Bischoff hat YouTube und Facebook seit Beginn der Corona-Krise ganz neu für sich entdeckt. Seitdem er seine Schülerinnen und Schüler der Berufsbildenden Schule in Peine-Vöhrum nicht mehr im Klassenraum trifft, nimmt er eben die Kamera mit in die private Muckibude und auf seine Touren mit dem Motorrad. Dann erzählt bei einer Pause am Straßenrand, dass Vorsicht, Hoffnung und Respekt auf dem Zweirad genauso wichtig sind wie im sonstigen Leben. Unterricht mit Lederkluft und Helm - Bischoffs Botschaften kommen aus dem prallen Leben. "YouTube ist für mich echt ein Freiraum", sagt der studierte Theologe. "Ich kann das tun, worauf ich Bock habe, nach meinen eigenen Regeln."
Zehntausende von Lehrkräften unterrichten in Deutschland das Fach Religion an allgemeinbildenden oder berufsbildenden Schulen, allein etwa 12.500 sind es in Niedersachsen. Sie alle haben wie Dirk Bischoff im Moment die Aufgabe, den größten Teil ihrer Schülerinnen und Schüler beim "Homeschooling" am heimischen Schreib- oder Küchentisch mit den Inhalten ihres Fachs zu erreichen. Während allerdings etwa in den Kernfächern Mathematik und Deutsch fleißig Arbeitsblätter ausgefüllt und Wochenpläne abgearbeitet werden, eignet sich Religion nur bedingt für solchen Unterricht. Abhaken und weitermachen - das ist nicht der Stil des Fachs.
"Religionsunterricht lebt vom Austausch und davon, dass man über Dinge diskutiert", sagt Ingrid Wienecke, Geschäftsführerin des Aktionsausschusses Niedersächsischer Religionslehrerinnen und Religionslehrer. Die Rückmeldungen, die sie von Kolleginnen und Kollegen bekomme, deuteten momentan auf eine schwierige Situation hin. Der Schulunterricht werde auf die "wesentlichen Fächer" reduziert, und Religion falle häufig aus.
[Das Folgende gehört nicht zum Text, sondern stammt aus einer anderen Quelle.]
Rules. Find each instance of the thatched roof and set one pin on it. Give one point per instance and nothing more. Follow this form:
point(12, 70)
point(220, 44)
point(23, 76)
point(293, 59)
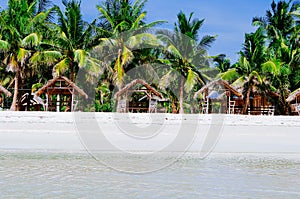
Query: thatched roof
point(138, 81)
point(218, 82)
point(293, 95)
point(69, 83)
point(6, 92)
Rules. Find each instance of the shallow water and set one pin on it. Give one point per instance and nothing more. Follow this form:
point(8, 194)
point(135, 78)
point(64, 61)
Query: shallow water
point(63, 175)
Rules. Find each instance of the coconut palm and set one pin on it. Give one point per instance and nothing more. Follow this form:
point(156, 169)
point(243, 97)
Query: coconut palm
point(185, 54)
point(20, 37)
point(282, 27)
point(247, 71)
point(126, 32)
point(70, 42)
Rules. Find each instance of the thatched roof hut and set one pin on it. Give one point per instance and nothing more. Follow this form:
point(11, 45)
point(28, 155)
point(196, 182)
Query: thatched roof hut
point(146, 101)
point(295, 95)
point(5, 91)
point(64, 86)
point(221, 82)
point(60, 94)
point(138, 81)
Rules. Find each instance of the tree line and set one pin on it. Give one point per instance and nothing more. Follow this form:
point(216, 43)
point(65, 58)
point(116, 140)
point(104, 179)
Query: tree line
point(39, 40)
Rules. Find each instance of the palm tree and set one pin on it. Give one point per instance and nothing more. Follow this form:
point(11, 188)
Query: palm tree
point(20, 38)
point(185, 53)
point(247, 71)
point(221, 63)
point(126, 32)
point(282, 28)
point(70, 42)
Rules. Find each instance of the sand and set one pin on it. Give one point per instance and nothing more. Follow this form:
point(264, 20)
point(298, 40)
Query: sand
point(73, 132)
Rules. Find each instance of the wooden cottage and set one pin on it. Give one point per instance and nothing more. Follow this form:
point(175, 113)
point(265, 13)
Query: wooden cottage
point(137, 97)
point(294, 100)
point(3, 92)
point(60, 94)
point(219, 97)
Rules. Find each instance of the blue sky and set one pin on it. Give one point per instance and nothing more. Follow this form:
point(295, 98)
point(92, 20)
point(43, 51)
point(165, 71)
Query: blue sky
point(229, 19)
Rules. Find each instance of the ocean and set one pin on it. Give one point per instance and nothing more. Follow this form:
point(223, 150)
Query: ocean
point(79, 175)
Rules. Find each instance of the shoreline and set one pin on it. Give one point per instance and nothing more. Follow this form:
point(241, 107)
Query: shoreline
point(57, 132)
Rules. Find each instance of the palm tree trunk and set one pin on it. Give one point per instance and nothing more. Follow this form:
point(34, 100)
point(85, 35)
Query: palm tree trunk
point(247, 100)
point(181, 110)
point(16, 92)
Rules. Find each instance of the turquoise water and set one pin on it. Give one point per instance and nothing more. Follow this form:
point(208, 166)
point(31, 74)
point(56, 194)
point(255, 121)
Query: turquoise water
point(50, 175)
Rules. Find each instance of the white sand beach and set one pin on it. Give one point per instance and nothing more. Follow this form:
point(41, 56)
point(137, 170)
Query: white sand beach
point(45, 131)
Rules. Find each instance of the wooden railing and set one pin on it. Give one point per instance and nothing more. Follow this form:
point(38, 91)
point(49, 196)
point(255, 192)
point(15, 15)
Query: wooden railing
point(262, 110)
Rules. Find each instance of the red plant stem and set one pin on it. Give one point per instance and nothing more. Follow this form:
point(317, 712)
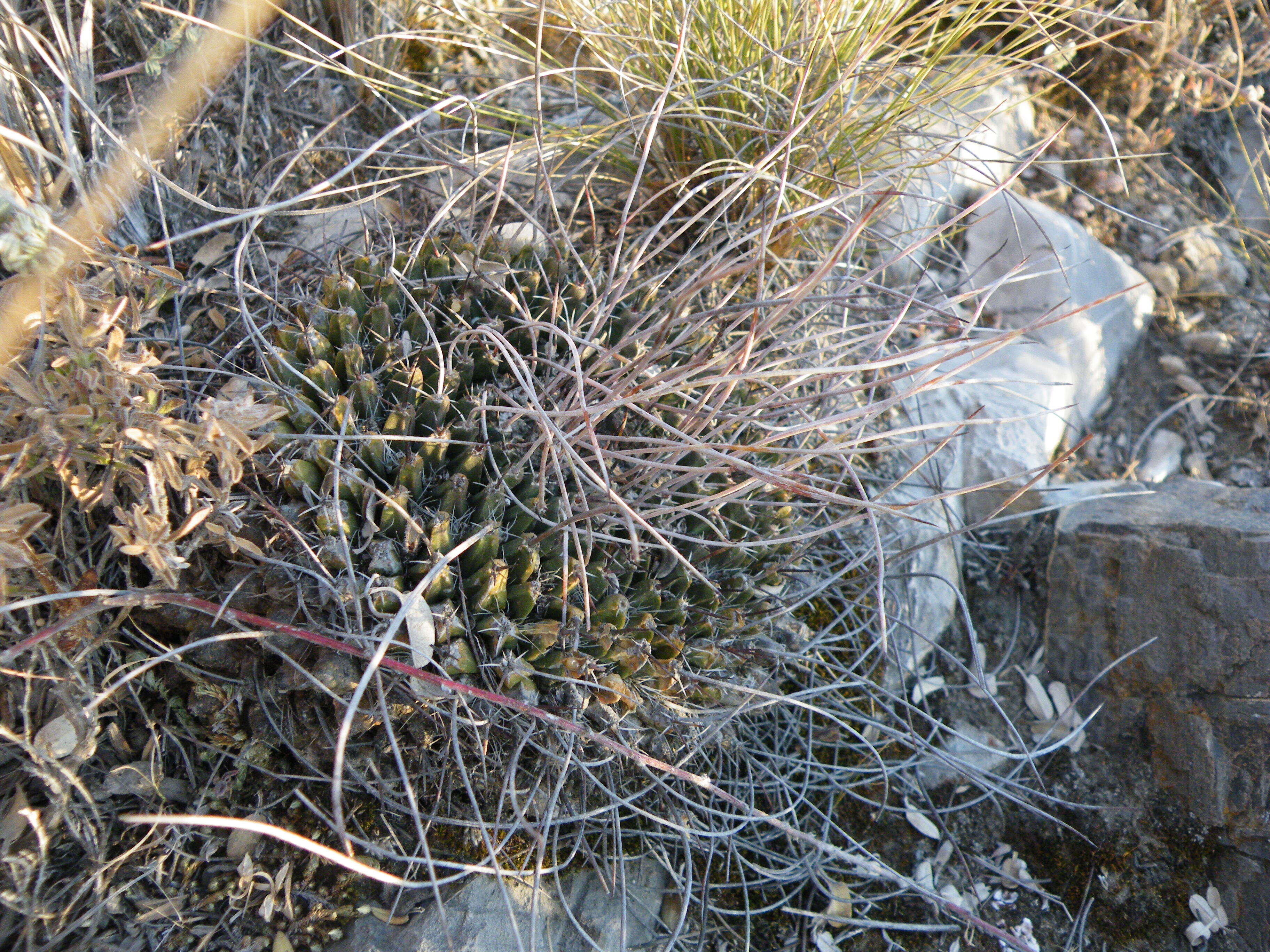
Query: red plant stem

Ein weiteres großes Problem: Beim Wiederbeginn des Präsenzunterrichts hat das Fach schlechte Karten, weil die Lerngruppen vielfach klassenübergreifend zusammengesetzt werden. Das Kultusministerium gebietet aber aktuell, die Klassen zusammenzuhalten und die Lernenden möglichst wenig zu mischen. Es gibt Grund zur Sorge, das Fach könne zum Krisenverlierer werden.
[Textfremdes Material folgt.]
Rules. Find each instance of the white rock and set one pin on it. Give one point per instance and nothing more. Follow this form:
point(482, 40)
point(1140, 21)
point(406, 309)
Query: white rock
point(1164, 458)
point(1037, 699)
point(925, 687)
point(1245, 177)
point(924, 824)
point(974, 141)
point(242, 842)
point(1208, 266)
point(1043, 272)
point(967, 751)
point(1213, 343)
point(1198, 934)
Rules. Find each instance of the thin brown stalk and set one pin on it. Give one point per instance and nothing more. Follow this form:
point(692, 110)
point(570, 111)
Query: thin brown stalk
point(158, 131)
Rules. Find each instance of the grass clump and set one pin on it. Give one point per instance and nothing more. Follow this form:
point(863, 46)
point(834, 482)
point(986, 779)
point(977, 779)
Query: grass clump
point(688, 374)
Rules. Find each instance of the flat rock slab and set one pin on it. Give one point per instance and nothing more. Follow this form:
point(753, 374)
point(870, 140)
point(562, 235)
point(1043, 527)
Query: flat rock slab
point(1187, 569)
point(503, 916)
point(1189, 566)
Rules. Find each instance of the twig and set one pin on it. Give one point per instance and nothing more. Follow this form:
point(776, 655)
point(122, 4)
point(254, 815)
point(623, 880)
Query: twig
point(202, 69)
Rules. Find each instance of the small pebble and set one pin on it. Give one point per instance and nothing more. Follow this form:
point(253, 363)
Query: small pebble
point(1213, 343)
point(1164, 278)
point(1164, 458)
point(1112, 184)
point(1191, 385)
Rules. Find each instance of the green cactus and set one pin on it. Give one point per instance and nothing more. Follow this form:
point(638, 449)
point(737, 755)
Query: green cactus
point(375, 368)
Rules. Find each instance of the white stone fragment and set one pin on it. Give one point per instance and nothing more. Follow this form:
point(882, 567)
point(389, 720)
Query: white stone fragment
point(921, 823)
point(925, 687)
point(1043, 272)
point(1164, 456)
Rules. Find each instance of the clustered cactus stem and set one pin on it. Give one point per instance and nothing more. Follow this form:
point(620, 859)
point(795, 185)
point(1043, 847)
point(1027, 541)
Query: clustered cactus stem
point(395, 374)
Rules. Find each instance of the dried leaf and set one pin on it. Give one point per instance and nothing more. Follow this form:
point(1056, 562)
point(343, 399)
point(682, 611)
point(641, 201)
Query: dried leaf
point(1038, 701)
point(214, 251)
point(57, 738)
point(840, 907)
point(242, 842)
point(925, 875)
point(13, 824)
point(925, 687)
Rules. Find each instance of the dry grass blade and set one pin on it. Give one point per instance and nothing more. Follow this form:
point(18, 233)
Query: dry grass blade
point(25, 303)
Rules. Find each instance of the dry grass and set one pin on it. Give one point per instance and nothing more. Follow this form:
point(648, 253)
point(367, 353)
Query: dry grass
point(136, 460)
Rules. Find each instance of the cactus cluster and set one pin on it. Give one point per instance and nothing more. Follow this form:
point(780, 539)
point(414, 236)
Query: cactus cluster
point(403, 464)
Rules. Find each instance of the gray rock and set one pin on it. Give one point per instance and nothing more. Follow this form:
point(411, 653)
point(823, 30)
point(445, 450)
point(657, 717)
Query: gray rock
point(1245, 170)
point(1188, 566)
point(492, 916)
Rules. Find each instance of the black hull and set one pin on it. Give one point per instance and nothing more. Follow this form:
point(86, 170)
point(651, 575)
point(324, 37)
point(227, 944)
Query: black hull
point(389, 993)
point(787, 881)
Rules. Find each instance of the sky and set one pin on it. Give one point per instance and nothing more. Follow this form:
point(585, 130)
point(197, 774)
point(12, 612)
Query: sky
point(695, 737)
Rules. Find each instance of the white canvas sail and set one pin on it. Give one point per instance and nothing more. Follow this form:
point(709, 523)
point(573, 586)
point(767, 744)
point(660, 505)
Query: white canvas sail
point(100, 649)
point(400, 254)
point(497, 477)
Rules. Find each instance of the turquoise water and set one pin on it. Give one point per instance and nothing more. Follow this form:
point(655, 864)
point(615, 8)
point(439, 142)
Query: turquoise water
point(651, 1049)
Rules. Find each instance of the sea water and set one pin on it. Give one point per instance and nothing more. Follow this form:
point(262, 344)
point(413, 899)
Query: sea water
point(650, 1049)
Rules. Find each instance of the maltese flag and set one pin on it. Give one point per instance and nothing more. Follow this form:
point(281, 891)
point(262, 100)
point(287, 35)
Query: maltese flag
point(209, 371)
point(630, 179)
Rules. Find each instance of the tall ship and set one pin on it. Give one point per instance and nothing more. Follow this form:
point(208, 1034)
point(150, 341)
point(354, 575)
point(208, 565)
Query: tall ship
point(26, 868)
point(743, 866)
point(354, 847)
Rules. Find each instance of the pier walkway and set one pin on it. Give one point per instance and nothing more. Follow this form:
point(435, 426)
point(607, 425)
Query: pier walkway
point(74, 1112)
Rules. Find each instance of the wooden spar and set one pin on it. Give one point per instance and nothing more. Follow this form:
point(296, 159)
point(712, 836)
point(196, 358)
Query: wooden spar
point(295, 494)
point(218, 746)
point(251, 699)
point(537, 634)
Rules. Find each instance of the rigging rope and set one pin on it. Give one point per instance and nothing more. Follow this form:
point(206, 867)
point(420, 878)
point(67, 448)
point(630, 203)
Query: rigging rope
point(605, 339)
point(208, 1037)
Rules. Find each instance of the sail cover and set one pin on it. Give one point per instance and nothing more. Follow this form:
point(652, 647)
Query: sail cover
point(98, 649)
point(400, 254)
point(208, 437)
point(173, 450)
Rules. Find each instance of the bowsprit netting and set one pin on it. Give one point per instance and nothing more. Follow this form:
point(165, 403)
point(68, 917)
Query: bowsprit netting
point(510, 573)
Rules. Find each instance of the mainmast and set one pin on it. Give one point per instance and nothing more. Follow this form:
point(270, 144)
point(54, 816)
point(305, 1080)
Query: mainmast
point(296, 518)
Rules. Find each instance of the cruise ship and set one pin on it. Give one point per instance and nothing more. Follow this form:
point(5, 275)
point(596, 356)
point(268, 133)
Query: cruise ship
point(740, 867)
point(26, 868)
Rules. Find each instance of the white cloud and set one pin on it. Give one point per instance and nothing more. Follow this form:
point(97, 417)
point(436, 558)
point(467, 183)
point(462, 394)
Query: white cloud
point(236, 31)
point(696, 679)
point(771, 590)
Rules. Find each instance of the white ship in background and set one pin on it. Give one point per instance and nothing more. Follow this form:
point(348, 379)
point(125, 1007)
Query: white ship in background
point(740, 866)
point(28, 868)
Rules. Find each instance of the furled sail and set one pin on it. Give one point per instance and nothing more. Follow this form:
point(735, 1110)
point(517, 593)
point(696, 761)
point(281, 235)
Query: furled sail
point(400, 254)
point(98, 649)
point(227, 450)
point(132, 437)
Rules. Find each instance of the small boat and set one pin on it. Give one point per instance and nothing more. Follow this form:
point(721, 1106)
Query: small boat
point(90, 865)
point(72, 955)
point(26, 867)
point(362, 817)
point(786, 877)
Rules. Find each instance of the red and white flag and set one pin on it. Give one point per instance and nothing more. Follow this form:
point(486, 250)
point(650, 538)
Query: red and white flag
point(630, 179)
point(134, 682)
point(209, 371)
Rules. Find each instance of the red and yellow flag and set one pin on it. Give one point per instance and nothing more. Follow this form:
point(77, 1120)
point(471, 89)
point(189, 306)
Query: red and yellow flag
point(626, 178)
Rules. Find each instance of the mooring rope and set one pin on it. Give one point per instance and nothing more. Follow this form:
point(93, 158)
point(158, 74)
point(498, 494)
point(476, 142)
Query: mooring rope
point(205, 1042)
Religionslehrerin Hanna Wagner aus Hildesheim trifft nicht nur die Herausforderung des "Homeschooling", sondern auch die Frage der Kinderbetreuung. Ihr Sohn ist sechs Jahre alt und wird im Sommer eingeschult – so lange wird er wohl noch um die Mama herumtoben, während sie den Unterricht von zu Hause aus vorbereitet. Etwa 200 Schülerinnen und Schüler in den Klassenstufen 5, 8 und 11 hat sie derzeit im Religionsunterricht - in der 8. Klasse geht es etwa um Menschenwürde.
Am Computer experimentieren Wagners Schüler nun mit Fotos und Videos: "Man kann jetzt kreativer werden und manch ein stillerer Schüler blüht jetzt auf“, sagt Wagner. „Wir Lehrer können auch gezielter Feedback zu einzelnen Aufgaben geben - wann ist das im Unterricht sonst so detailliert möglich?“ Viele Jugendliche erledigten ihre Aufgaben brav und gewissenhaft, aber bei manchen komme keine Rückmeldung. "Da weiß man wirklich kaum, wie es ihnen geht", sagt die Lehrerin aus Hildesheim. Die jeweiligen Klassenlehrer seien zwar sehr bemüht, den Kontakt zu halten, aber das klappe nicht immer: "Wer vorher mit der Schule überfordert war, ist es jetzt noch mehr."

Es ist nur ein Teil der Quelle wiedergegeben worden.